Standaardvoorwaarden versus standaardstatus

Standaardcondities of STP en standaardstatus worden beide gebruikt in wetenschappelijke berekeningen, maar ze betekenen niet altijd hetzelfde.

Belangrijkste afhaalrestaurants: standaard temperatuur en druk (STP) versus standaardstatus

  • Zowel STP- als standaardtoestandvoorwaarden worden gewoonlijk gebruikt voor wetenschappelijke berekeningen.
  • STP staat voor Standard Temperature and Pressure. Het is gedefinieerd als 273 K (0 graden Celsius) en 1 atm druk (of 105 Pa).
  • De definitie van standaardtoestandomstandigheden specificeert 1 atm druk, dat vloeistoffen en gassen zuiver zijn en dat oplossingen een concentratie van 1 M hebben. Temperatuur is niet gespecificeerd, hoewel de meeste tabellen gegevens compileren bij 25 graden C (298 K).
  • STP wordt gebruikt voor berekeningen met gassen die ideale gassen benaderen.
  • Standaardomstandigheden worden gebruikt voor elke thermodynamische berekening.
  • Genoemde waarden voor STP en standaardomstandigheden zijn gebaseerd op ideale omstandigheden, dus ze kunnen enigszins afwijken van experimentele waarden.

STP is een afkorting voor standaardtemperatuur en -druk, die is gedefinieerd als 273 K (0 graden Celsius) en 1 atm druk (of 105 Vader). STP beschrijft standaardomstandigheden en wordt vaak gebruikt voor het meten van gasdichtheid en -volume met behulp van de Ideal Gas Law. Hier bezet 1 mol ideaal gas 22,4 L. Een oudere definitie gebruikte atmosferen voor druk, terwijl moderne berekeningen voor pascals zijn.

Standaard toestand condities worden gebruikt voor thermodynamische berekeningen. Er zijn verschillende voorwaarden gespecificeerd voor de standaardstatus:

  • De standaardtemperatuur is 25 graden C (298 K). Merk op dat temperatuur niet is gespecificeerd voor standaardtoestandomstandigheden, maar de meeste tabellen zijn samengesteld voor deze temperatuur.
  • Alle gassen hebben een druk van 1 atm.
  • Alle vloeistoffen en gassen zijn zuiver.
  • Alle oplossingen hebben een concentratie van 1M.
  • De energie van de vorming van een element in zijn normale toestand wordt gedefinieerd als nul.

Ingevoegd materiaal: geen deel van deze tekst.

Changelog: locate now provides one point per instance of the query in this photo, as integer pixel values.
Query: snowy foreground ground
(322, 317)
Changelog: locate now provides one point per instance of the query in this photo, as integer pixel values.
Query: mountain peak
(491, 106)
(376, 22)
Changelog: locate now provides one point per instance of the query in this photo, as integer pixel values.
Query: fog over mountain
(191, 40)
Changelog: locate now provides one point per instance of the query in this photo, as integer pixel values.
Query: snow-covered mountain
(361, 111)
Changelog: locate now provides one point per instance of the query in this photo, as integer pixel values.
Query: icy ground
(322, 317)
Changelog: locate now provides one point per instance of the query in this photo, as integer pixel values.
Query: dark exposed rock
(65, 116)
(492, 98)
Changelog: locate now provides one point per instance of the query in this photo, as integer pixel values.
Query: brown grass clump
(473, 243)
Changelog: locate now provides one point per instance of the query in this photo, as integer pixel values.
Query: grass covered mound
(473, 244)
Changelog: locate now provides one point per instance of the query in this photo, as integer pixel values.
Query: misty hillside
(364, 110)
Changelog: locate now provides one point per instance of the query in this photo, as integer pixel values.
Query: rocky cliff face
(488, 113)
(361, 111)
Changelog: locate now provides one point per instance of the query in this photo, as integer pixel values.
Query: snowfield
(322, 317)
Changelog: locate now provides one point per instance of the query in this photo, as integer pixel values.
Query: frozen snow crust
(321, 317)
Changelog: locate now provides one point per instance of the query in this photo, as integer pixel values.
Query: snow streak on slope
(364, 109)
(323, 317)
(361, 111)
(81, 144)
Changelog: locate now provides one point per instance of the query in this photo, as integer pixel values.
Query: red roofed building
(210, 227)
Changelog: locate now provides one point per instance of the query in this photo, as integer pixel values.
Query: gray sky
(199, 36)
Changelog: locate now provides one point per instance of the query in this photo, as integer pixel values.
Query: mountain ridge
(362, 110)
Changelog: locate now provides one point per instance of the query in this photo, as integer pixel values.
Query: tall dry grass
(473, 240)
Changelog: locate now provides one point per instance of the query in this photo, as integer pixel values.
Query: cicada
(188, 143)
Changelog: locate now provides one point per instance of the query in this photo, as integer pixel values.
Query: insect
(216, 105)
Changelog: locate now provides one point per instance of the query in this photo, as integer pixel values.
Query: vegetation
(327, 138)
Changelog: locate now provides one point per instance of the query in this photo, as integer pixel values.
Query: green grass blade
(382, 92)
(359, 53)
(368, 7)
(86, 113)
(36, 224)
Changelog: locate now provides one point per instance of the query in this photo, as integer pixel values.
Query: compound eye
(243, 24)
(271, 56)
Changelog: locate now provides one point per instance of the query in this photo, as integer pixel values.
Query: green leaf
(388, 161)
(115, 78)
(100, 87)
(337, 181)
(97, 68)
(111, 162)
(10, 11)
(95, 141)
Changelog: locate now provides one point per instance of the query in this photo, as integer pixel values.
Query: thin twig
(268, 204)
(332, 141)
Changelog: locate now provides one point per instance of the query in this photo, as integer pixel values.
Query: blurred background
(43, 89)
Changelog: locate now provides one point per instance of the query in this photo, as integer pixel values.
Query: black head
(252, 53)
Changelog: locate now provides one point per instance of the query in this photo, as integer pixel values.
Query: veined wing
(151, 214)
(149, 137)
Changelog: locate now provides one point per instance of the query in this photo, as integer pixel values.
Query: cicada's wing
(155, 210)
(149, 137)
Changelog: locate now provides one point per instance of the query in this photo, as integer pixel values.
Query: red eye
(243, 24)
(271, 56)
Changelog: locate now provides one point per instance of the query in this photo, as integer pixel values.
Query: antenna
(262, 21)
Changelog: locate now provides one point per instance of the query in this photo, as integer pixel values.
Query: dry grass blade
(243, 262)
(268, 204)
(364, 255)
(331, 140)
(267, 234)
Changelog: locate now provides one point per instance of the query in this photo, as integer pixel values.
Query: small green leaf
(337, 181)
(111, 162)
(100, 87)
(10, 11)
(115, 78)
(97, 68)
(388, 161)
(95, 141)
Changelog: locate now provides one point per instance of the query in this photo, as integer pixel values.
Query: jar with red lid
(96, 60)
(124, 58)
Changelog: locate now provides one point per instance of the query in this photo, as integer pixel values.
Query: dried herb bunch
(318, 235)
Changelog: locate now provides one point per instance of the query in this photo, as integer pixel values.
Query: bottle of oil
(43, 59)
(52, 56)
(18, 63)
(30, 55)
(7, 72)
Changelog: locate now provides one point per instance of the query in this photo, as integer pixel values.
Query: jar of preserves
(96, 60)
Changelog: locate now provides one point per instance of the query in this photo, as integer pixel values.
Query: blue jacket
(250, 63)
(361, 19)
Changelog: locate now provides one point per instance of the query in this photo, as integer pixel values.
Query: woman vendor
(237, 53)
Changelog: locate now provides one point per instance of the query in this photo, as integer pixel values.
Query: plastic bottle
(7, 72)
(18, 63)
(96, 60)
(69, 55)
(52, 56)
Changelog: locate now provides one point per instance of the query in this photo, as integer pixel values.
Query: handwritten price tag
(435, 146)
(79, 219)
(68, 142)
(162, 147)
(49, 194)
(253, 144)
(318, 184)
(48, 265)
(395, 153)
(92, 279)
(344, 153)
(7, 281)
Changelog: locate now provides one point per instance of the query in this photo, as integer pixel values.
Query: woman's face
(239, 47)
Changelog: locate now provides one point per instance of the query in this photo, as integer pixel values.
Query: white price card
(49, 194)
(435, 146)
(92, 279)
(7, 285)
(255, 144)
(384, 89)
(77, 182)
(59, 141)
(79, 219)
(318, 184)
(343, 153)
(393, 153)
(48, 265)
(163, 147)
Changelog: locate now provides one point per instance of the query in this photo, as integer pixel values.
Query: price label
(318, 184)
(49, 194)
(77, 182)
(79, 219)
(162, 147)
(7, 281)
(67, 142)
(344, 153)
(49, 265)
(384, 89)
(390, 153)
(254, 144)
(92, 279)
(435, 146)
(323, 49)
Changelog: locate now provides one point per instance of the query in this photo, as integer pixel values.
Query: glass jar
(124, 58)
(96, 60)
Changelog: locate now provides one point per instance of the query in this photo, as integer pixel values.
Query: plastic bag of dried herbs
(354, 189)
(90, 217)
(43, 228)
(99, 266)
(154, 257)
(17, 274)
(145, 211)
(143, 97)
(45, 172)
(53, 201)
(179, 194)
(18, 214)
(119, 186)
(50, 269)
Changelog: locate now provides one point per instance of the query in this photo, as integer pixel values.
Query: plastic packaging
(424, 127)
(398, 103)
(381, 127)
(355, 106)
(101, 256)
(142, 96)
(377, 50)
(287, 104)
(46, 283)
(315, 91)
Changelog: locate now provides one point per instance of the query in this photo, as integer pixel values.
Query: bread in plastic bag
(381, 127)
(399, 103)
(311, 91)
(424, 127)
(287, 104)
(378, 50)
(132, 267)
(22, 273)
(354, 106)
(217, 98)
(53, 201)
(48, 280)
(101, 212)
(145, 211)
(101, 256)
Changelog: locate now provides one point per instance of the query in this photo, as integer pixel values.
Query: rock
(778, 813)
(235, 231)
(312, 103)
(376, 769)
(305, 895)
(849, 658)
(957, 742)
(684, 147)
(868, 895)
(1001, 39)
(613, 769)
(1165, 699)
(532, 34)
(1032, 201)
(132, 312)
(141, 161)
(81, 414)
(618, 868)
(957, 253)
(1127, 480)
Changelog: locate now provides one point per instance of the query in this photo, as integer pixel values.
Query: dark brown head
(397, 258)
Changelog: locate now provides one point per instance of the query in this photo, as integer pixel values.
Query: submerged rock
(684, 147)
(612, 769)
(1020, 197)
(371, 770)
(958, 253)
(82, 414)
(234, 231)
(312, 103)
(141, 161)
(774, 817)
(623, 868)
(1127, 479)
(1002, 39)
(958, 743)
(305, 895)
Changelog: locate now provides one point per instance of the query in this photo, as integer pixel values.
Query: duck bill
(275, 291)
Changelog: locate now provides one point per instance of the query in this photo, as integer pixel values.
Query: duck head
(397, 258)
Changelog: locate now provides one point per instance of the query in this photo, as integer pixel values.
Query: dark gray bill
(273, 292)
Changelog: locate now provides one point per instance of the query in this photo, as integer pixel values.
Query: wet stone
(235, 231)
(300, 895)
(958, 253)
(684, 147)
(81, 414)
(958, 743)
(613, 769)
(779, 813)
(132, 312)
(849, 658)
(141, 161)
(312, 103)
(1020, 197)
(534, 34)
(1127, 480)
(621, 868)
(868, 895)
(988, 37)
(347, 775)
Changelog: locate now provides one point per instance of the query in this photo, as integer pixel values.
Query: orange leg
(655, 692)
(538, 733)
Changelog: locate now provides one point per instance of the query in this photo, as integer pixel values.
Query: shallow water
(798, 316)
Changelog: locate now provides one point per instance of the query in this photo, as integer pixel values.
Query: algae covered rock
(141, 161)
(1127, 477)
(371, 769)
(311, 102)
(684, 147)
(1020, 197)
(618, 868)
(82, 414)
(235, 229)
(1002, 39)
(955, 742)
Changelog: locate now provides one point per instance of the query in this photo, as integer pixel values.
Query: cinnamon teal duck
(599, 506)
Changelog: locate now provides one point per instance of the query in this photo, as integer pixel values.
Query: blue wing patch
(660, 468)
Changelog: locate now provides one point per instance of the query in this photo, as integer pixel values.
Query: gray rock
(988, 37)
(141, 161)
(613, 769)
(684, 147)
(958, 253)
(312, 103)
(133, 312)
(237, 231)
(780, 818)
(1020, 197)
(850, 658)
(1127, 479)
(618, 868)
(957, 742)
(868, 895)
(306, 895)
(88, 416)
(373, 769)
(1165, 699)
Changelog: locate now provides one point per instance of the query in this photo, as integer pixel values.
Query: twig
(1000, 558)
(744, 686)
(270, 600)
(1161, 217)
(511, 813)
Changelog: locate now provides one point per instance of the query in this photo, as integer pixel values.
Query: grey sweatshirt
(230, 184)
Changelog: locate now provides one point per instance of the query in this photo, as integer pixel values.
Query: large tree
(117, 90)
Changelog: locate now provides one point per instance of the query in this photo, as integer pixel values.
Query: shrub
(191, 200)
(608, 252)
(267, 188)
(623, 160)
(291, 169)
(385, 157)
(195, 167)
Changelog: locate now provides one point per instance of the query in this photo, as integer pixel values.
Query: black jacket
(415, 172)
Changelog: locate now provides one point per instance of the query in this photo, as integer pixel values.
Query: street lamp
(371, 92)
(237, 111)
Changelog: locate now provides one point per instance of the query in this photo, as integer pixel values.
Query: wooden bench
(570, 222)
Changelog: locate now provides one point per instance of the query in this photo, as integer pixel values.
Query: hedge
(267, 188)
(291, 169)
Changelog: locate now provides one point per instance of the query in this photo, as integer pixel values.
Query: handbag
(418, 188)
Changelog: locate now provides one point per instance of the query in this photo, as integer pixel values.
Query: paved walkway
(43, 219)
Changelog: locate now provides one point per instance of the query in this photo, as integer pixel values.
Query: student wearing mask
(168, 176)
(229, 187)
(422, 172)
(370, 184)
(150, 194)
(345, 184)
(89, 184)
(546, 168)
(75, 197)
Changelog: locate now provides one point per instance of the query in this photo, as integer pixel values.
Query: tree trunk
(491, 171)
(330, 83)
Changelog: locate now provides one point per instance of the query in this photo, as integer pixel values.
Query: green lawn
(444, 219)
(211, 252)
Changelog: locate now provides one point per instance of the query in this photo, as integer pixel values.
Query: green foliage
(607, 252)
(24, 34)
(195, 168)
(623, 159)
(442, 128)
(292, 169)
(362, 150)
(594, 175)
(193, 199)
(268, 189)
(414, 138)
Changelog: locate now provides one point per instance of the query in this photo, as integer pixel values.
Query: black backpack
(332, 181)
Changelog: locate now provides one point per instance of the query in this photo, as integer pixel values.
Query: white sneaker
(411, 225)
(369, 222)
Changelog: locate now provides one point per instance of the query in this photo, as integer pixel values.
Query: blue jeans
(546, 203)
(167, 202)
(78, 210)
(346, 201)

Standaardstatusberekeningen kunnen worden uitgevoerd bij een andere temperatuur, meestal 273 K (0 graden Celsius), dus standaardstatusberekeningen kunnen worden uitgevoerd bij STP. Neem echter, tenzij anders aangegeven, aan dat de standaardstatus verwijst naar de hogere temperatuur.

Standaardomstandigheden versus STP

Zowel STP als standaardtoestand specificeren een gasdruk van 1 atmosfeer. De standaardstatus is echter meestal niet op dezelfde temperatuur als STP. De standaardstatus bevat ook verschillende aanvullende beperkingen.

STP, SATP en NTP

Hoewel STP handig is voor berekeningen, is het niet praktisch voor de meeste laboratoriumexperimenten omdat ze meestal niet worden uitgevoerd bij 0 graden C. SATP kan worden gebruikt, wat betekent standaard omgevingstemperatuur en -druk. SATP is bij 25 graden C (298,15 K) en 101 kPa (in wezen 1 atmosfeer, 0,997 atm).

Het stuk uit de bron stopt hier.